Page 30 of Wolves Eat Dogs


  "Roman used to butcher pigs for the whole village," Maria said. "Now it's just our pig, but we share with our friends."

  It was a simple proposition: Sumo would die so they would live. Yet the scene also had the feel of a country fair. Vanko was dragged across the white yard, and the old women cheered him on as if they expected nothing less than bedlam. When the pig broke for the gate, Nina, her eyes lit, steered the beast back with her crutch.

  "I'm sorry," Eva whispered. "I didn't know this was going to happen."

  "It's December, it's time to fill the larder. I understand Roman's situation."

  "Will you help with the pig?"

  Arkady made a noose from a cord. "I'll let Vanko wear him down a little more."

  From nowhere, Zhenya stripped off his jacket and tackled the pig. They rolled over the ground. The pig was fast, heavy and fighting for its life, pale eyelashes fluttering, squealing for help. Even when Sumo shook Zhenya off, he held onto the cord. A boy whom Arkady had never seen lift more than a chess piece hung on with one hand and waved with the other. "Arkady! Arkady!"

  Arkady dove for the pig. He and Vanko and Zhenya were dragged over the snow until Arkady got the noose around the pig's other front leg. The pig plowed forward on its jaw, still charging with its rear legs.

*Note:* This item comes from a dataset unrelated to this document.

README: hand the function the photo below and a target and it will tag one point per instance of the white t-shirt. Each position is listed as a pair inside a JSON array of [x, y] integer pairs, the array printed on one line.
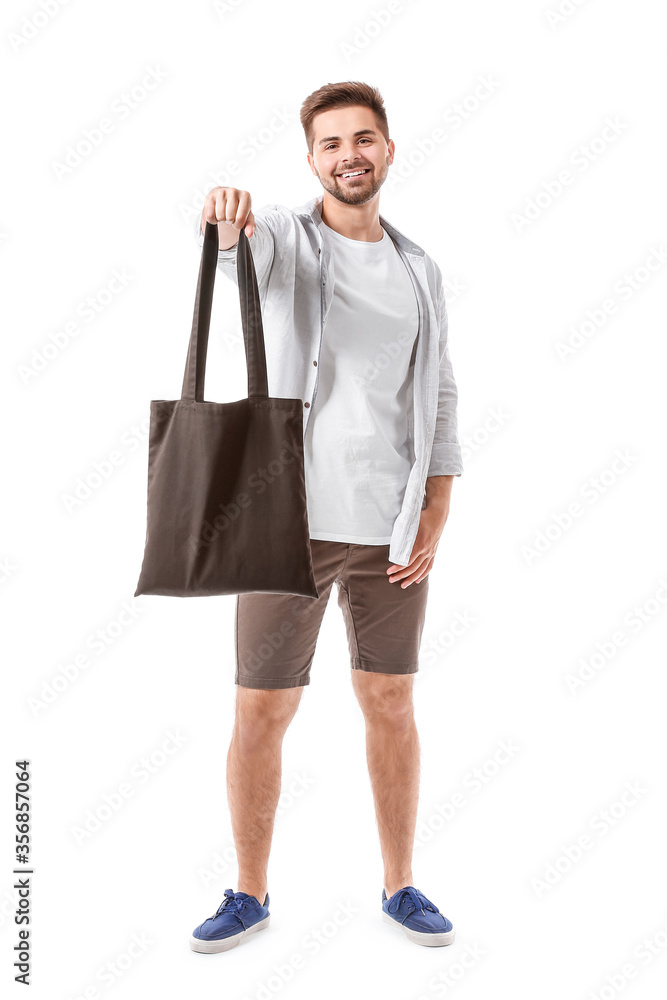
[[357, 447]]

  "On three," Arkady said. "One... two..."

  He and Zhenya used the animal's momentum to turn it on its back and slide it to Roman, who pressed down on the pig's front legs and slit its throat in one crescent-moon stroke.

  The rubber apron made Roman a different, more impressive figure. He tied together the kicking rear legs, hooked them to the pulley, pulled the pig into the air upside down and kicked a zinc tub into place underneath to catch the spurting blood.

  Smeared bright red, Zhenya staggered in the snow, his thin arms out, laughing. Vanko rose from his knees and lurched toward the samogon, while the pig hung kicking and squealing. Roman looked on with magisterial calm. He dug a finger into the pig's eye and plucked it out. Arkady looked at Eva as she looked at him.

  "To drain faster," Roman explained to Zhenya.

  As soon as the pig was still, Roman moved it into a wheelbarrow to the center of the yard, where the women came to life, heaping hay on the pig and setting it on fire. Flames swirled in the snow, orange beating against white. Once the hay had burned, Roman straddled the pig and scraped off the singed hair. Maria released the chickens, who raced around the yard pecking at blood and chasing the eye. When the pig had been burned and scraped several times, Roman washed off the blood; it was remarkable, Arkady thought, how clean an operation it was. Roman cut off a crisped ear and offered it as a treat to Arkady. When he declined, Zhenya took it.

  The rest of the afternoon was spent reducing the pig. First with a hatchet to chop off the head, because it took longest to boil, then with knives to carve off the limbs. Roman sliced open the back to reveal a glistening sheet of fatback, and Maria and her friends scurried with plastic pails in anticipation of a year's hams, sausages, smoked fat.

  Blue shadows had covered the village by the time the work was done, and Arkady and Zhenya had changed clothes and washed for the ride back to the airport. By the time everyone had kissed and had their farewell sit, a winter evening had settled in. So, into the car, Arkady and Eva in front, Zhenya in back, all waving to faces in the headlights. A bounce in reverse before finding the ruts that led like rails to the main road. A final burst of leave-taking and then they were free.

  They could have been floating. On an overcast night in the Zone, there was no star, no lamp, no other traffic, only their headlights groping in a void. He looked at Eva. She reached to hold his hand and say, "Thank you." For what, he hardly dared say. He stole a glance in the rearview mirror. Zhenya sat straighter, as if he had shoulders.

  Finding and following the road took all their concentration.

  Dazzling crystals rushed to the windshield. Beads of light swirled around the car, tugged on the doors and beat against the windows.

  No one slept, and no one said a word.